For at least part of the year, in fact this part of the year, Florida has a climate that many people would think is ideal for their isolated island. And there are other very wonderful things about it. The wild life is amazing, there is space for everyone and when you come across real Southern hospitality it can be both warm and real. But there is, in places, something of an isolated Island mentality. I worry that schools and other institutions are getting a little too enthusiastic about creating a society without dissidence or, for that matter, difference. It has a tendency to be very homogeneous this little Island of ours. In almost every respect whether it’s design, social life, politics or anything else. One or two casual conversations with strangers have been notable for their assumption that we all share the same values and world views. Except those aren’t world views, they are parochial, just about to the end of your own nose, views. There is much to love in Florida. Its a good place to come home to, but to come home, first you have to leave.
So put me on an isolated Island and I’m starting to swim honey.
The blog off topic asks about the rules I would set. This may be a surprise for people who know me but I don’t want to be in charge. And much as I love them I don’t want Dog Walk, Paul Anater, Modern Sauce or any of my co Lets Blog-offers to be in charge either. Don’t get me wrong, we need people to be in charge and set some rules. No laws and no way of enforcing rules leads to the rule of the bully. What we need is a bit of a mess. We need rules that are constantly changed and updated and reviewed and changed some more. You know, democracy.

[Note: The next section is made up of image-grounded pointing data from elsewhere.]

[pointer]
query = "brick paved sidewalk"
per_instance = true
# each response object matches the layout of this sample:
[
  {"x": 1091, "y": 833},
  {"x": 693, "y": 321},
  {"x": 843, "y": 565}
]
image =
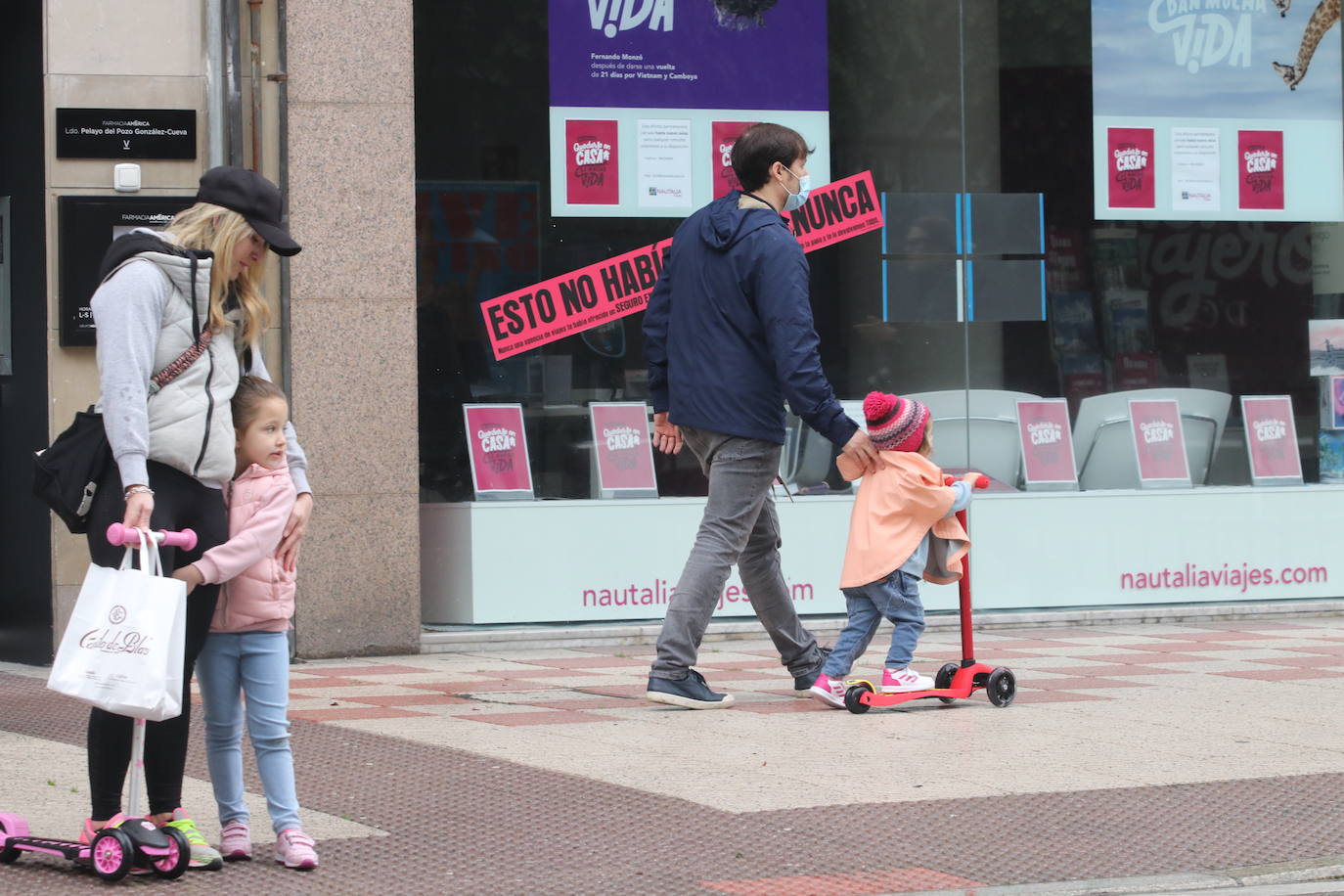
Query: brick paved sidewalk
[{"x": 1131, "y": 749}]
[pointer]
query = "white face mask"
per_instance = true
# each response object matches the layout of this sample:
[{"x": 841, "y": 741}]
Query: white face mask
[{"x": 796, "y": 199}]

Can you imagine food and drink with no influences beyond your local neighbourhood? No chili or spice? Chocolate probably isn’t local for many of our readers. And odds are you can forget about tea and coffee as well. Even if you are reading this in Bordeaux, do you really only want to drink the local wine? OK, there are exceptions. Tropical fruit and fresh fish would be wonderful for a while but how long before you isolated island people start to fancy a hot dog, a curry or just a surprise?

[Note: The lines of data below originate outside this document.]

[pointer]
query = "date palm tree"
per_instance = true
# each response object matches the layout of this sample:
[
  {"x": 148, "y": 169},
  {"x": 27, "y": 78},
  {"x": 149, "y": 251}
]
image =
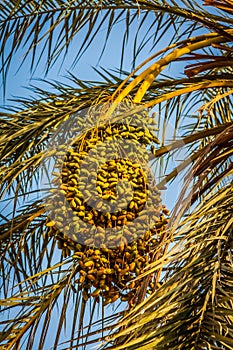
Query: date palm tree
[{"x": 191, "y": 305}]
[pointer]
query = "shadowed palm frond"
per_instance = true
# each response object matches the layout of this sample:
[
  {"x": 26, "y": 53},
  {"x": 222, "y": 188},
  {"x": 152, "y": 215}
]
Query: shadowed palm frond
[{"x": 190, "y": 306}]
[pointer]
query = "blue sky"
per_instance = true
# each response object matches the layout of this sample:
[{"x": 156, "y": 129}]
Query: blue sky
[{"x": 18, "y": 81}]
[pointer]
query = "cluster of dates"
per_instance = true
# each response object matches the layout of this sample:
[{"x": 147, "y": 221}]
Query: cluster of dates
[{"x": 111, "y": 247}]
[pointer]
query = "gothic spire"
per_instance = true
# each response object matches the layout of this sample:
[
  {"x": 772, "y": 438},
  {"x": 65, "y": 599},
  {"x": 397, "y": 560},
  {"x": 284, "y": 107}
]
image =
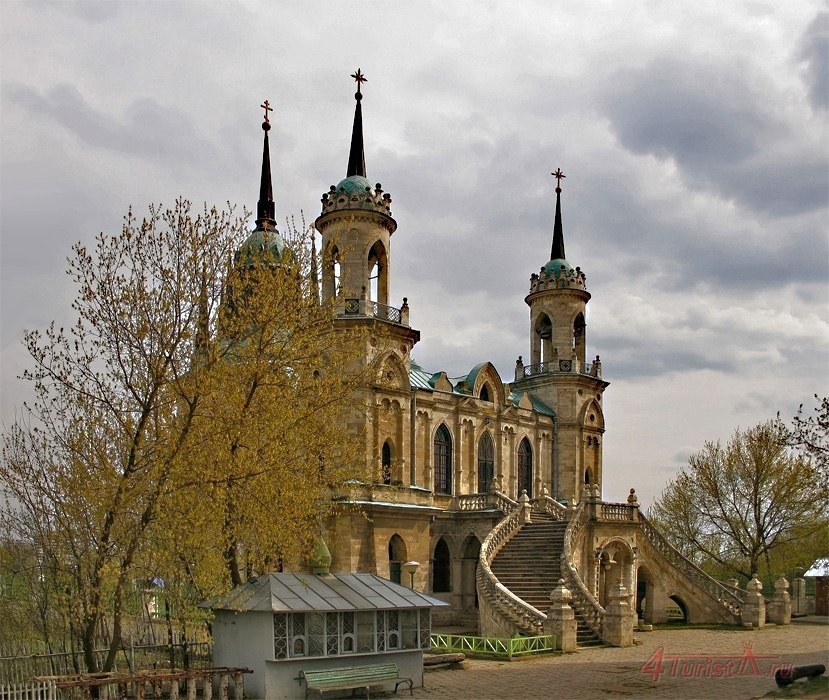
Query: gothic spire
[
  {"x": 315, "y": 283},
  {"x": 265, "y": 211},
  {"x": 557, "y": 252},
  {"x": 356, "y": 156}
]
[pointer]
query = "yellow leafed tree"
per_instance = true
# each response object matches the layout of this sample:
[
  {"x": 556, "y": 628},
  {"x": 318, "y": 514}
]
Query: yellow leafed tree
[{"x": 186, "y": 428}]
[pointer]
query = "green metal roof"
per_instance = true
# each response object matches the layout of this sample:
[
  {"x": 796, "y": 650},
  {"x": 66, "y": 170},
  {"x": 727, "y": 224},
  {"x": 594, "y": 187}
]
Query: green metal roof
[
  {"x": 555, "y": 267},
  {"x": 286, "y": 592},
  {"x": 354, "y": 184},
  {"x": 262, "y": 245}
]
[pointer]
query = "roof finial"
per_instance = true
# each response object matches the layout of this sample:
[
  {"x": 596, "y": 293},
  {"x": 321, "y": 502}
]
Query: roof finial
[
  {"x": 559, "y": 176},
  {"x": 267, "y": 107},
  {"x": 356, "y": 156},
  {"x": 265, "y": 210},
  {"x": 557, "y": 252},
  {"x": 360, "y": 79}
]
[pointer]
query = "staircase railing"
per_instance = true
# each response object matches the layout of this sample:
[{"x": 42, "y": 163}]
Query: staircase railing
[
  {"x": 549, "y": 505},
  {"x": 719, "y": 592},
  {"x": 499, "y": 598},
  {"x": 584, "y": 602}
]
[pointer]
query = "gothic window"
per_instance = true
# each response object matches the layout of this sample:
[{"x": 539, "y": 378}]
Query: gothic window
[
  {"x": 486, "y": 462},
  {"x": 443, "y": 460},
  {"x": 578, "y": 337},
  {"x": 377, "y": 273},
  {"x": 441, "y": 568},
  {"x": 397, "y": 555},
  {"x": 386, "y": 462},
  {"x": 525, "y": 467}
]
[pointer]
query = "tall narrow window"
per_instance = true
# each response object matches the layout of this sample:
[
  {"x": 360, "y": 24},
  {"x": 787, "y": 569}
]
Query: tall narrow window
[
  {"x": 525, "y": 467},
  {"x": 441, "y": 568},
  {"x": 386, "y": 462},
  {"x": 486, "y": 463},
  {"x": 443, "y": 460}
]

My idea of an Island is less tangible, it is a challenging, inspiring mess of ideas, cultures and surprises. It isn’t always comfortable, it isn’t always easy and it certainly isn’t boring. At times its a bit of a struggle, I know this because I think I’ve found it.
This Island State of Mind has rules that are open to challenge and change. The people who live there includes people I disagree with and people I don’t actually like. They are welcome. Because without dissidence, disagreement and dissent there is no creativity and no life. And what’s the point in that.
So, thanks but no thanks. You can keep your little Island and give it to the next guy, right Richard?